Mining Twitter Data + Handling Strings

Albert Y. Kim
Monday 2015/04/06

Deviant Cartography

h/t to @armalarm42

Mining Twitter Data

Beer vs church map

What is the most important thing to keep in mind when observing such maps?

Mining Twitter Data

Strong selection biases at every step:

  • Who signs up to Twitter
  • Who tweets at all
  • Who tweets about these topics
  • Who lets their location be revealed

i.e. the sample is non-random, so it is not representative of the population as a whole, and hence the results of the sample are not generalizable to the entire US population.

However...

George Box, one of the most famous statisticians said: All models are wrong, but some are useful.

alt text

Create Twitter OAS Authentication

We are getting digital permission to open the Twitter pipeline for our use, just like any other developer.

  • Install twitteR package from RStudio (homepage is here)
  • Create a Twitter application at the Twitter developers page.
  • Make sure to give the app read, write and direct message authority.
  • Note your “API key”, “API secret”, “Access token”, and “Access token secret”. Do not share these with anyone nor save them in a publicly viewable file.

Handling Text in R

Text is computer programming are called (character) strings. Like handling dates, handling text is a non-sexy, but necessary, task.

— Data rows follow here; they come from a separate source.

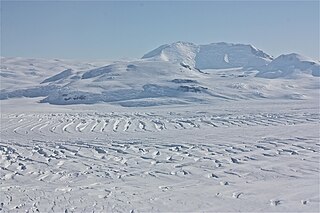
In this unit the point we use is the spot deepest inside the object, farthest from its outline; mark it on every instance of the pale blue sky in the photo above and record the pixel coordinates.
(114, 30)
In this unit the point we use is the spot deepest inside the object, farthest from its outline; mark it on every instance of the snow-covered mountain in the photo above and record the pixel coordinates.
(211, 56)
(290, 66)
(179, 73)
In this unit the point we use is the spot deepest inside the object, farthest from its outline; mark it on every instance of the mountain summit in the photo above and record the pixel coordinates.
(211, 56)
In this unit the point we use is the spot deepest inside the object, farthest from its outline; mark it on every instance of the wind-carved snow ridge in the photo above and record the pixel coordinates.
(211, 56)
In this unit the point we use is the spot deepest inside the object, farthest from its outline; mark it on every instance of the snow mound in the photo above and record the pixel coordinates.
(212, 56)
(290, 66)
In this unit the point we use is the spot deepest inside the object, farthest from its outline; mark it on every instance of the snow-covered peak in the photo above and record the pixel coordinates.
(179, 52)
(210, 56)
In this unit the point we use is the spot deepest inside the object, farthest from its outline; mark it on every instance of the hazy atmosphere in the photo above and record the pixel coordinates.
(159, 106)
(121, 29)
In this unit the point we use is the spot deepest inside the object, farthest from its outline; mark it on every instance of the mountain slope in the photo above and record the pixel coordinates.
(290, 66)
(212, 56)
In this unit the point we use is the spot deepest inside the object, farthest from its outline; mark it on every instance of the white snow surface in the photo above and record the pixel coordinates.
(290, 66)
(155, 135)
(211, 56)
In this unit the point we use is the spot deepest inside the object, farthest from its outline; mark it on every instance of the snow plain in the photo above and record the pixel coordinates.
(245, 143)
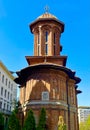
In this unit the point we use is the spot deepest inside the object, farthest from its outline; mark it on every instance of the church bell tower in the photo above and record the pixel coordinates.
(47, 82)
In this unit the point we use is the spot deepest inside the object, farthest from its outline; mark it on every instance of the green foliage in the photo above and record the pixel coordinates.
(42, 120)
(1, 119)
(13, 123)
(29, 123)
(85, 125)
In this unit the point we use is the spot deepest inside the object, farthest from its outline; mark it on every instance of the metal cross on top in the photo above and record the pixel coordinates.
(46, 9)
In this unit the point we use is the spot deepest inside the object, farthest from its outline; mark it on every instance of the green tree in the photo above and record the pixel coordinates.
(42, 120)
(29, 123)
(14, 123)
(1, 121)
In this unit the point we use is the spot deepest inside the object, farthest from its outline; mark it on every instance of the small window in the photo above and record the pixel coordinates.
(46, 48)
(5, 93)
(45, 96)
(11, 97)
(54, 42)
(7, 107)
(3, 79)
(0, 75)
(9, 84)
(4, 105)
(6, 81)
(54, 38)
(11, 87)
(0, 104)
(46, 36)
(2, 91)
(8, 95)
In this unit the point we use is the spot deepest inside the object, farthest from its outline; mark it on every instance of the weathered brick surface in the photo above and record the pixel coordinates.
(59, 85)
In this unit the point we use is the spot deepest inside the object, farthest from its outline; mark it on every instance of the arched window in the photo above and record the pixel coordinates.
(38, 44)
(46, 36)
(54, 42)
(46, 42)
(3, 79)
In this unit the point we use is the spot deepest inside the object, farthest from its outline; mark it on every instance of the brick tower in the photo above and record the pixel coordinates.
(47, 82)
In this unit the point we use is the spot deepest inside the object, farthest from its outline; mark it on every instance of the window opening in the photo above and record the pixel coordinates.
(46, 36)
(54, 42)
(38, 44)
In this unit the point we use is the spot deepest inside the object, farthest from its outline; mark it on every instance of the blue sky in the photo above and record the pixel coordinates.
(16, 40)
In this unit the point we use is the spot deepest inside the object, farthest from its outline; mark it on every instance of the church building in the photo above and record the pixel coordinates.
(46, 82)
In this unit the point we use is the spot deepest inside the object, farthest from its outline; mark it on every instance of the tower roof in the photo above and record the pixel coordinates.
(47, 17)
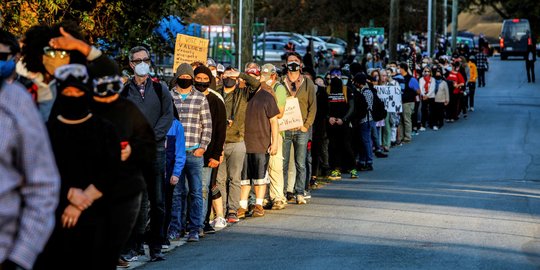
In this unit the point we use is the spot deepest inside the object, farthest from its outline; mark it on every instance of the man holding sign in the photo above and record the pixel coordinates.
(302, 89)
(270, 83)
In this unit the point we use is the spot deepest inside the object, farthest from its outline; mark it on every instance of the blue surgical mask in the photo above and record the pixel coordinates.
(7, 68)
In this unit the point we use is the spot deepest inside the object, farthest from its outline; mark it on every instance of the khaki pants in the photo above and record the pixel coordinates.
(275, 172)
(405, 127)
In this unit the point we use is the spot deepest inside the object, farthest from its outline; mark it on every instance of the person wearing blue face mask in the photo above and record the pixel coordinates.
(300, 87)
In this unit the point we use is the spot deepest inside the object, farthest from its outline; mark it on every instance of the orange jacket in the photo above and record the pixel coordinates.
(473, 72)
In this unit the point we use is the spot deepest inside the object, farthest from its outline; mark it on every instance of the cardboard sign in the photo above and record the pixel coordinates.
(391, 96)
(292, 116)
(189, 49)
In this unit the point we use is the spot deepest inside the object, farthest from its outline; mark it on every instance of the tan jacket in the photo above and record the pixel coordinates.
(443, 94)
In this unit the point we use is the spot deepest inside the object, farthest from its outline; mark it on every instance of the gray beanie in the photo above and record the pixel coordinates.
(184, 68)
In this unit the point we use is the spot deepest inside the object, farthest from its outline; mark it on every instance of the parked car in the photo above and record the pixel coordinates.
(318, 43)
(274, 50)
(514, 37)
(292, 36)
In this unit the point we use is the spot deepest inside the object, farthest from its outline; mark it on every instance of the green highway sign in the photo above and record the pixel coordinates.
(372, 31)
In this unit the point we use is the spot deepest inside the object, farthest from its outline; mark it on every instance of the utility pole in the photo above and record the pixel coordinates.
(245, 52)
(454, 23)
(430, 29)
(434, 27)
(393, 33)
(445, 21)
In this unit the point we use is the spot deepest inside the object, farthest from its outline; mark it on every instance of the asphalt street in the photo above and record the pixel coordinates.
(464, 197)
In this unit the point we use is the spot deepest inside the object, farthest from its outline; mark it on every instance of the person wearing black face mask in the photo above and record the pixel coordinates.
(87, 152)
(213, 153)
(138, 151)
(229, 173)
(195, 116)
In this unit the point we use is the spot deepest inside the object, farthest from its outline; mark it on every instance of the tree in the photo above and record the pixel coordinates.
(123, 24)
(508, 9)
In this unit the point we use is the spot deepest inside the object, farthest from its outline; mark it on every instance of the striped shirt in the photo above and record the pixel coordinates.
(195, 117)
(29, 180)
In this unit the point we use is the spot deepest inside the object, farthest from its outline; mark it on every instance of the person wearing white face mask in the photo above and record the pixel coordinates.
(155, 102)
(303, 89)
(270, 83)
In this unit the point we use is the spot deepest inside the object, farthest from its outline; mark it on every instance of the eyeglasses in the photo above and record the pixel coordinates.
(4, 56)
(52, 53)
(138, 61)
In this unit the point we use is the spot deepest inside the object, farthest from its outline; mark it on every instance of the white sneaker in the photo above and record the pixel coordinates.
(219, 223)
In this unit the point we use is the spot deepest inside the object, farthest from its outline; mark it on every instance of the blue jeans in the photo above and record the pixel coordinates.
(366, 154)
(206, 177)
(299, 140)
(192, 172)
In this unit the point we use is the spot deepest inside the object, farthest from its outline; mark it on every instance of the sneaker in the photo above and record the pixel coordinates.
(279, 205)
(258, 211)
(290, 197)
(208, 229)
(219, 223)
(300, 199)
(174, 236)
(131, 256)
(241, 213)
(122, 264)
(367, 167)
(156, 256)
(335, 175)
(193, 236)
(232, 217)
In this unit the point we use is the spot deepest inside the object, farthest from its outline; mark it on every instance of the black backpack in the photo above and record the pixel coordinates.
(360, 107)
(378, 111)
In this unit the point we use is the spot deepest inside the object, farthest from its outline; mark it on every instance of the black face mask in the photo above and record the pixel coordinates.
(293, 66)
(202, 86)
(184, 83)
(73, 108)
(229, 82)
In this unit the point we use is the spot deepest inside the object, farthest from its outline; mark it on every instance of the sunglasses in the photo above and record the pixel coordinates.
(138, 61)
(4, 56)
(52, 53)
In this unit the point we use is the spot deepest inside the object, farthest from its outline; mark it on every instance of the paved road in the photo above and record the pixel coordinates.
(464, 197)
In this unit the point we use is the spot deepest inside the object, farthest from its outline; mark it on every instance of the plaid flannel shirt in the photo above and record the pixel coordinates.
(195, 117)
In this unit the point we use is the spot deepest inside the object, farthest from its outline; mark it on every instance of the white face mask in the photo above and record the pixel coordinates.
(142, 69)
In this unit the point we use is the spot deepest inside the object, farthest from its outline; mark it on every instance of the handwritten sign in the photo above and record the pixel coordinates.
(391, 96)
(292, 116)
(189, 49)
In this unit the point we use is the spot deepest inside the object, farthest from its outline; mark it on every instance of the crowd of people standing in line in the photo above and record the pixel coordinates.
(109, 165)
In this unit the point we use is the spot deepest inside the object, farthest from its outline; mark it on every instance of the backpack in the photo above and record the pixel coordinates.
(157, 87)
(360, 107)
(378, 111)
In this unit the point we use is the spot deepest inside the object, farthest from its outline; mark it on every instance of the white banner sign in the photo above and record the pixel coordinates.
(391, 96)
(292, 116)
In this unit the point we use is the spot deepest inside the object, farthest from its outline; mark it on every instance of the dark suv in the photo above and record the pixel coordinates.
(514, 37)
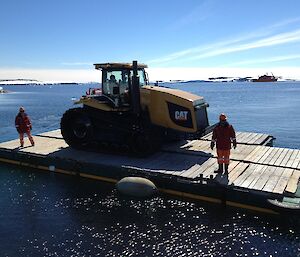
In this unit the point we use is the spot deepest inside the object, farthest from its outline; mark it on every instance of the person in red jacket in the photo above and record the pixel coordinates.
(23, 125)
(223, 136)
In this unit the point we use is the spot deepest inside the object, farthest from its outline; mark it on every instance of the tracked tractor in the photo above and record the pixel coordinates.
(130, 113)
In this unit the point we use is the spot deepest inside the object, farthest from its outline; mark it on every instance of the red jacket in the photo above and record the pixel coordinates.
(223, 135)
(22, 123)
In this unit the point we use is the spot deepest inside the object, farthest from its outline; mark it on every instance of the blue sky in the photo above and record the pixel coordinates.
(200, 36)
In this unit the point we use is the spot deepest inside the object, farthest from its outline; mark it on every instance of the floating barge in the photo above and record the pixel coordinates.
(261, 177)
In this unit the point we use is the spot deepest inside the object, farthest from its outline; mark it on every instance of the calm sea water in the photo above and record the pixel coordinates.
(43, 214)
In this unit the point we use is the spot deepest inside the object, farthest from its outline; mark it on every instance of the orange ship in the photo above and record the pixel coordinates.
(266, 78)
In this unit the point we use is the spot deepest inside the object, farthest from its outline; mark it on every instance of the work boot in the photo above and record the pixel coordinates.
(226, 168)
(220, 170)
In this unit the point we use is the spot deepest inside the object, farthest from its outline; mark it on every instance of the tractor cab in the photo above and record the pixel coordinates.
(117, 79)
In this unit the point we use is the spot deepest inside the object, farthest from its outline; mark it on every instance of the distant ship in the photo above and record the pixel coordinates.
(266, 78)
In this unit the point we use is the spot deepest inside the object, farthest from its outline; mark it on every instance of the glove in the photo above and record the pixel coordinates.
(234, 144)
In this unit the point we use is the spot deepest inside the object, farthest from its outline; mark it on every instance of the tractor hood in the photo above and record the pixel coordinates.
(197, 100)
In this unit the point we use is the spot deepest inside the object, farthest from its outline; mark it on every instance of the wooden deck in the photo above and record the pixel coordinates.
(253, 167)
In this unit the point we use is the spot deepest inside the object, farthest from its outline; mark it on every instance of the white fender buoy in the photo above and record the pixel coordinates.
(136, 186)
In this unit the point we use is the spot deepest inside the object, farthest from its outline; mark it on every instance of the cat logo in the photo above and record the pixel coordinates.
(181, 115)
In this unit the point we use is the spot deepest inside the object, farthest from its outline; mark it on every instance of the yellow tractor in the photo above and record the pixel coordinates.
(130, 112)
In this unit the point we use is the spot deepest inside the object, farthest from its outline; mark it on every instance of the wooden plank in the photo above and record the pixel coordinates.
(296, 161)
(271, 155)
(253, 153)
(272, 181)
(207, 137)
(293, 182)
(283, 181)
(210, 166)
(237, 171)
(266, 155)
(276, 156)
(258, 175)
(292, 158)
(288, 155)
(189, 173)
(240, 179)
(281, 157)
(260, 154)
(265, 176)
(241, 152)
(252, 178)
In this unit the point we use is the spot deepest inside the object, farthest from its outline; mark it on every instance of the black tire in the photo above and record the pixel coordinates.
(76, 128)
(146, 142)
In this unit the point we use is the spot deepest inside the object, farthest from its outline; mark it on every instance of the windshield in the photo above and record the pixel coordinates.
(120, 79)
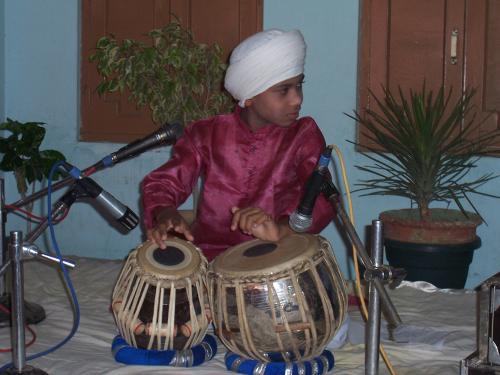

The stringr package tries to alleviate this problem.

  • Install the “current development version” of the package from https://github.com/hadley/stringr (not via the Packages window of RStudio)
  • Open and knit stringr_vignette.Rmd

Today's Exercise

  • Make sure you can run twitter.R code.
  • Getting familiar with all functions in the stringr_vignette.Rmd file.
  • For each function, play with the Examples at the end of the help file.
  • Things get tricky at the “Regular Expressions” section, so don't worry if things don't make complete sense just yet.
  • Sorry, there is no cheatsheet for this package.